A Human-like Motion Control Method for Robotic Joint Actuated by Antagonistic Pneumatic Muscles
GONG Daoxiong1,2, HE Rui1,2, YU Jianjun1,2, ZUO Guoyu1,2
1. Faculty of Information Technology, Beijing University of Technology, Beijing 100124, China;
2. Beijing Key Lab of the Computational Intelligence and Intelligent System, Beijing 100124, China
Abstract:In order to realize the human-like motion control of the robotic joint system actuated by antagonistic pneumatic artificial muscles (PAMs), it is regarded as a non-linear optimal control problem with consideration of its serious non-linear properties, and the optimal performance indexes are determined according to the minimum jerk model based on the joint motion characteristics of the human arm.

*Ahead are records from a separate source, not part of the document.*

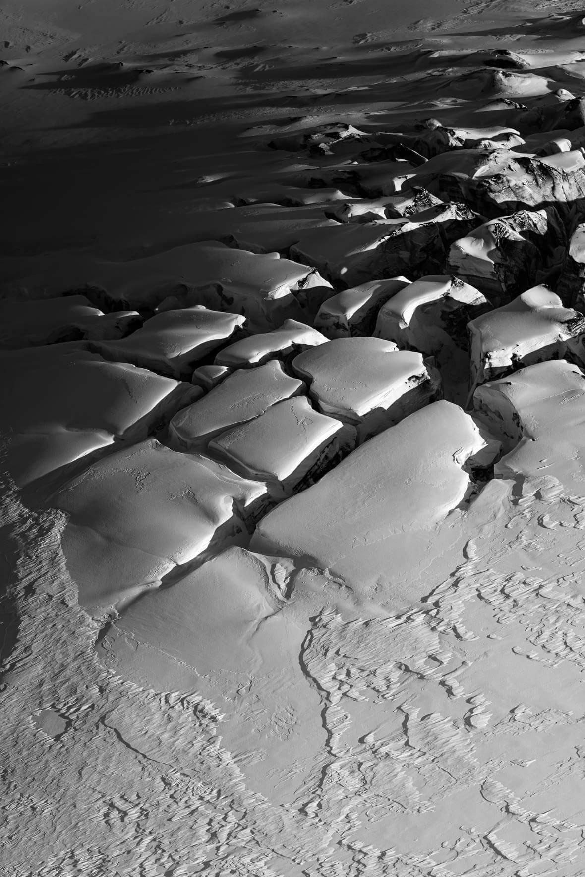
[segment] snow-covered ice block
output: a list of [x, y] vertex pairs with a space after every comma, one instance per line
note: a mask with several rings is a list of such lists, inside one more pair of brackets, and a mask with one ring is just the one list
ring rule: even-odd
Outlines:
[[282, 498], [320, 477], [355, 440], [353, 427], [316, 411], [305, 396], [295, 396], [218, 436], [209, 451], [246, 477], [265, 481]]
[[295, 293], [328, 286], [313, 268], [278, 253], [257, 254], [219, 241], [185, 244], [127, 261], [75, 260], [47, 277], [25, 277], [19, 285], [39, 297], [81, 289], [104, 310], [151, 310], [169, 296], [181, 307], [205, 304], [242, 313], [262, 326], [276, 326], [302, 310]]
[[521, 366], [568, 354], [585, 361], [585, 317], [564, 308], [559, 296], [537, 286], [468, 325], [472, 392], [479, 384]]
[[481, 220], [462, 203], [439, 203], [409, 218], [319, 228], [290, 254], [347, 286], [442, 268], [451, 244]]
[[277, 360], [257, 368], [239, 368], [173, 417], [168, 442], [177, 451], [204, 452], [220, 432], [257, 417], [303, 389], [303, 381], [283, 372]]
[[531, 210], [554, 203], [585, 203], [585, 157], [580, 149], [547, 156], [520, 155], [503, 173], [475, 179], [469, 188], [473, 205], [486, 216], [503, 210]]
[[194, 367], [218, 347], [245, 334], [241, 314], [210, 310], [201, 304], [164, 310], [120, 341], [96, 344], [109, 360], [133, 362], [174, 377], [191, 375]]
[[553, 207], [519, 210], [454, 241], [446, 269], [499, 304], [559, 265], [565, 245], [565, 230]]
[[133, 311], [104, 314], [85, 296], [0, 302], [0, 346], [7, 349], [79, 339], [118, 339], [142, 324]]
[[478, 387], [476, 414], [501, 437], [500, 477], [519, 474], [535, 488], [560, 484], [582, 496], [585, 376], [565, 360], [539, 362]]
[[382, 198], [346, 199], [333, 207], [326, 208], [325, 213], [338, 222], [363, 223], [411, 216], [440, 203], [440, 198], [431, 192], [413, 187], [403, 193]]
[[424, 531], [467, 496], [466, 467], [488, 465], [490, 446], [457, 405], [436, 402], [350, 453], [318, 483], [259, 523], [252, 551], [300, 558], [349, 586], [399, 587]]
[[207, 551], [246, 545], [266, 486], [150, 438], [94, 463], [50, 502], [69, 515], [62, 546], [80, 602], [108, 606]]
[[467, 323], [489, 308], [478, 289], [458, 277], [432, 275], [386, 302], [373, 334], [427, 355], [453, 345], [467, 350]]
[[2, 431], [10, 434], [8, 468], [20, 486], [114, 441], [146, 438], [202, 394], [69, 344], [4, 353], [0, 361], [11, 374]]
[[251, 335], [224, 347], [216, 355], [218, 366], [230, 368], [249, 368], [260, 366], [268, 360], [286, 360], [291, 356], [325, 344], [327, 339], [316, 329], [298, 320], [285, 320], [282, 326], [270, 332]]
[[318, 410], [355, 426], [359, 441], [394, 425], [440, 395], [439, 372], [422, 353], [377, 338], [343, 338], [293, 360]]
[[203, 387], [204, 390], [211, 389], [221, 383], [224, 378], [230, 374], [227, 366], [199, 366], [193, 370], [191, 383], [196, 387]]
[[[124, 610], [109, 633], [115, 637], [113, 649], [119, 654], [124, 648], [119, 636], [132, 651], [137, 643], [153, 646], [157, 669], [170, 676], [169, 690], [176, 689], [174, 680], [186, 667], [193, 668], [195, 686], [197, 674], [254, 674], [258, 652], [250, 640], [284, 604], [275, 565], [244, 548], [226, 548], [170, 588], [149, 591]], [[281, 624], [276, 629], [284, 632]], [[279, 651], [277, 642], [270, 645]]]
[[409, 283], [406, 277], [392, 277], [344, 289], [323, 303], [315, 326], [329, 339], [371, 335], [382, 306]]

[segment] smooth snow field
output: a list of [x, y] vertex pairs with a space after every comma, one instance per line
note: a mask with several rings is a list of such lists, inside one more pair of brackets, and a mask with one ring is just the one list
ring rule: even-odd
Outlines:
[[0, 877], [582, 877], [585, 7], [0, 35]]

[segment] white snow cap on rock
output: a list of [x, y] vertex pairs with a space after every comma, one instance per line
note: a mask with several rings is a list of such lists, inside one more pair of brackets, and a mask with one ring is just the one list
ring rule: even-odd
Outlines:
[[420, 555], [423, 531], [467, 496], [465, 467], [489, 464], [498, 450], [459, 406], [433, 403], [270, 511], [250, 548], [301, 558], [350, 586], [391, 580], [406, 557]]
[[422, 353], [377, 338], [342, 338], [305, 351], [293, 368], [324, 414], [355, 426], [360, 441], [440, 395], [440, 375]]
[[471, 320], [471, 392], [520, 365], [569, 353], [585, 362], [585, 317], [564, 308], [546, 286], [536, 286], [495, 310]]
[[246, 545], [266, 487], [149, 438], [90, 466], [51, 503], [83, 606], [124, 604], [212, 547]]

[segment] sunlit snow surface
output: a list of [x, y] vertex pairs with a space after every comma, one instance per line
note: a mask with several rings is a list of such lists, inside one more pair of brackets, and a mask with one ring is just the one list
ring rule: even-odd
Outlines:
[[581, 877], [585, 19], [0, 13], [3, 877]]

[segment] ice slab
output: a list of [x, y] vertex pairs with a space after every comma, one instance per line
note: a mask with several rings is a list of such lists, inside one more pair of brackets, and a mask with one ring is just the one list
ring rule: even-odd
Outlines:
[[320, 477], [355, 440], [353, 427], [316, 411], [305, 396], [295, 396], [218, 436], [209, 451], [244, 476], [266, 481], [282, 499]]
[[500, 304], [558, 266], [565, 243], [565, 230], [553, 207], [518, 210], [456, 240], [446, 268]]
[[296, 357], [293, 368], [318, 410], [355, 426], [360, 441], [440, 395], [440, 375], [422, 353], [377, 338], [336, 339]]
[[329, 339], [371, 335], [380, 309], [410, 282], [406, 277], [392, 277], [344, 289], [323, 303], [315, 325]]
[[393, 569], [420, 552], [424, 531], [465, 499], [465, 467], [496, 453], [460, 408], [435, 402], [270, 511], [250, 548], [301, 559], [349, 587], [392, 581]]
[[69, 344], [0, 360], [11, 373], [2, 409], [8, 467], [23, 487], [115, 441], [146, 438], [202, 392]]
[[585, 317], [546, 286], [522, 293], [509, 304], [469, 323], [471, 389], [521, 366], [567, 354], [584, 361]]
[[62, 547], [80, 602], [123, 605], [208, 549], [246, 545], [266, 487], [149, 438], [94, 463], [50, 502], [69, 515]]
[[374, 335], [437, 355], [444, 347], [467, 349], [467, 323], [490, 305], [458, 277], [421, 277], [393, 296], [378, 313]]
[[248, 368], [262, 365], [268, 360], [289, 360], [297, 353], [325, 344], [327, 339], [317, 329], [298, 320], [285, 320], [271, 332], [251, 335], [220, 350], [215, 361], [230, 368]]
[[303, 389], [303, 381], [287, 374], [277, 360], [257, 368], [239, 368], [173, 417], [168, 442], [178, 451], [203, 452], [220, 432], [257, 417]]
[[135, 310], [104, 314], [85, 296], [35, 302], [6, 299], [0, 302], [0, 347], [123, 338], [142, 322]]
[[404, 219], [320, 228], [290, 254], [338, 282], [356, 286], [440, 269], [451, 244], [481, 223], [463, 203], [441, 203]]
[[[144, 594], [122, 612], [115, 631], [134, 648], [143, 643], [159, 650], [159, 662], [168, 661], [170, 673], [175, 664], [175, 662], [187, 666], [196, 685], [197, 674], [257, 672], [253, 634], [283, 603], [274, 563], [233, 546], [170, 587]], [[278, 660], [279, 645], [273, 645]]]
[[567, 305], [585, 306], [585, 224], [571, 234], [557, 284], [557, 293]]

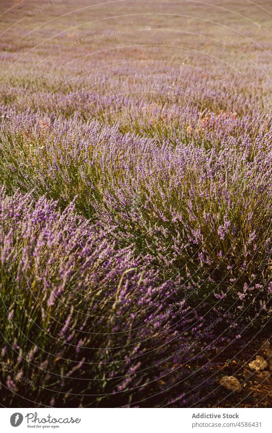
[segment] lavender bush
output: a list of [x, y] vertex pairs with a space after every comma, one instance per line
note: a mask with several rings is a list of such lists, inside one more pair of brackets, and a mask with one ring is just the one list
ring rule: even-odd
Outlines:
[[268, 2], [39, 3], [1, 6], [1, 403], [221, 406], [270, 329]]

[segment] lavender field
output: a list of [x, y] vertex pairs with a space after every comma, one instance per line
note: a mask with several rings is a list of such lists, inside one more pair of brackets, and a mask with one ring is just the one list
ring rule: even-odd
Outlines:
[[271, 406], [271, 17], [0, 2], [2, 406]]

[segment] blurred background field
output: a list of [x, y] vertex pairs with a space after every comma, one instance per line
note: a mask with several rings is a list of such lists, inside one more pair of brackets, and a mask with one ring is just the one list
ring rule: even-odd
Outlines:
[[270, 404], [271, 13], [2, 0], [3, 405]]

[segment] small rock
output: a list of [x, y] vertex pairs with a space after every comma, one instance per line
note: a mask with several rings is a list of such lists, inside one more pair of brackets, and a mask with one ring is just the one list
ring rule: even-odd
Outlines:
[[250, 370], [248, 370], [247, 368], [244, 369], [243, 376], [245, 379], [249, 379], [250, 377], [251, 377], [254, 374], [252, 371], [251, 371]]
[[219, 384], [222, 387], [225, 387], [225, 388], [231, 391], [237, 391], [240, 392], [242, 390], [242, 387], [240, 385], [240, 382], [234, 376], [224, 376], [220, 380]]
[[264, 370], [268, 366], [268, 365], [264, 358], [262, 356], [257, 355], [256, 359], [252, 362], [250, 362], [249, 367], [250, 367], [253, 370], [256, 370], [256, 371]]
[[258, 379], [260, 382], [264, 384], [270, 384], [270, 373], [269, 371], [259, 371]]

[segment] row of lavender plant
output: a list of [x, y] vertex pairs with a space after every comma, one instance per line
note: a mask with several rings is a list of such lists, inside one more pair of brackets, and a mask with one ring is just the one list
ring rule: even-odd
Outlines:
[[[165, 278], [205, 281], [201, 299], [212, 304], [225, 299], [225, 311], [234, 299], [237, 311], [265, 320], [271, 293], [270, 133], [228, 135], [219, 144], [211, 135], [207, 148], [193, 139], [160, 144], [123, 135], [118, 125], [77, 117], [64, 121], [6, 112], [0, 170], [11, 192], [19, 188], [36, 197], [45, 194], [63, 209], [77, 195], [79, 212], [102, 227], [116, 227], [111, 238], [150, 254]], [[221, 128], [229, 124], [204, 118]]]
[[214, 334], [222, 316], [174, 301], [177, 283], [73, 202], [62, 212], [19, 191], [1, 198], [2, 404], [203, 404], [211, 354], [232, 341]]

Firstly, the robotic joint model is linearized with the extended state observer. Then, an optimal control law is designed on the linearized standard integrator series model to realize the unconstrained human-like trajectory of the robotic joint. The simulation results show that the proposed algorithm can achieve human-like motion with a wide range (0~120°), the joint trajectories are insensitive to load variation (1 kg~5 kg), and it demonstrates good anti-disturbance performance in joint motion. The proposed approach is validated through physical experiments on an experimental platform of the robotic joint, and the design rules of the tuning parameters are discussed. Only two parameters are required to be tuned in the proposed algorithm. It is suitable for human-like motion control of the joints actuated by antagonistic PAMs, and can meet the requirements for the intrinsic safety, the motion compliance and the human-like motion patterns of collaborative robots.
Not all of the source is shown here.